What Estate Planning Documents to Safeguard?

Keep all of your original estate planning documents in a safe and secure place. Banks, courts, and other institutions honor the original document, so you want to keep it safe. Of course, you also want to keep copies of your estate planning documents secure as well.

In addition to your estate planning documents, there are other documents that you want to keep together and with your estate planning documents. These can be insurance policies, bank account information, including pay-on-death designations, transfer-on-death deeds, funeral instructions, and other instructions.

Let’s look at different ways to store these documents, so you can decide which option may work for your situation. But first, let’s address each document type, what kind of accessibility you might need to it, and if you want to keep it secure and private.

1. Last Will and Testament or Living Trust

Whether you have a last will and testamentliving trust, or both, keeping the original, properly executed document in a safe place is important. You want to keep copies in a safe place as well. The courts, banks, and other institutions require originals in order to enforce or honor the document. For example, if the original will is lost or destroyed, you will spend time and money to petition a probate court to accept the copy of the will. This is time-consuming and expensive, with no guarantee that the court will decide to accept the copy as a true copy of the original will. If the court does not accept a copy of the will, the court will direct administration of your estate as if there is no will (intestate), and the state intestacy laws dictate the distribution of your property. Since you don’t want this result, keep the original will safely stored. You should also keep a copy for yourself and give a copy to your executor or successor trustee. Better yet, keep a copy and tell your executor or successor trustee how to find the original and copy, as discussed below.

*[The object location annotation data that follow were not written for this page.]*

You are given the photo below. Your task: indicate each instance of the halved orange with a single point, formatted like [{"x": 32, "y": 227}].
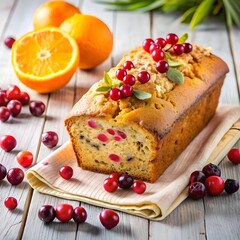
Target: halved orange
[{"x": 45, "y": 59}]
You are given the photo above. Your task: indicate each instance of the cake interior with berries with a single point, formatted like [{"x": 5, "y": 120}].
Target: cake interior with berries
[{"x": 146, "y": 110}]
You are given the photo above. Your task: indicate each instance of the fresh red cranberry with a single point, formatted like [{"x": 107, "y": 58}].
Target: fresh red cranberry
[
  {"x": 231, "y": 186},
  {"x": 172, "y": 38},
  {"x": 157, "y": 55},
  {"x": 15, "y": 107},
  {"x": 128, "y": 65},
  {"x": 187, "y": 47},
  {"x": 37, "y": 108},
  {"x": 8, "y": 143},
  {"x": 109, "y": 218},
  {"x": 15, "y": 176},
  {"x": 47, "y": 213},
  {"x": 178, "y": 49},
  {"x": 143, "y": 77},
  {"x": 110, "y": 184},
  {"x": 13, "y": 92},
  {"x": 162, "y": 66},
  {"x": 139, "y": 187},
  {"x": 64, "y": 212},
  {"x": 50, "y": 139},
  {"x": 79, "y": 215},
  {"x": 125, "y": 181},
  {"x": 121, "y": 73},
  {"x": 147, "y": 43},
  {"x": 161, "y": 42},
  {"x": 197, "y": 190},
  {"x": 115, "y": 94},
  {"x": 126, "y": 90},
  {"x": 129, "y": 79},
  {"x": 9, "y": 41},
  {"x": 4, "y": 114},
  {"x": 10, "y": 203},
  {"x": 197, "y": 176},
  {"x": 66, "y": 172},
  {"x": 211, "y": 170},
  {"x": 24, "y": 158},
  {"x": 234, "y": 155},
  {"x": 214, "y": 185},
  {"x": 25, "y": 98},
  {"x": 3, "y": 172}
]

2. Financial Power of Attorney

You must store the financial power of attorney document in a safe place to ensure it does not get into the wrong hands. This document authorizes your attorney-in-fact to literally step in your shoes and perform all of the specific actions you authorize in the document. Most people give sweeping powers to their attorney-in-fact to act for all financial transactions. In the wrong hands, a person could pose as the attorney- in-fact and steal your identity, purchase real estate, open bank accounts, and otherwise cause significant financial damage to you. For these reasons, it is not advisable to give originals or copies to your attorney-in-fact. Instead, keep the originals secured as you see fit and tell your attorney-in-fact how to access them in an emergency.

Most institutions require the original power of attorney document and full identification of the attorney-in-fact before they will honor a transaction. For instance, if you authorize your attorney-in-fact to make bank transactions, you will want the power of attorney document on file with your bank. You can go to the bank with the original power of attorney document, and present it to the bank, who will make a copy and return the original to you. After that, the attorney-in-fact can sign checks as your attorney-in-fact, and the bank will honor the check.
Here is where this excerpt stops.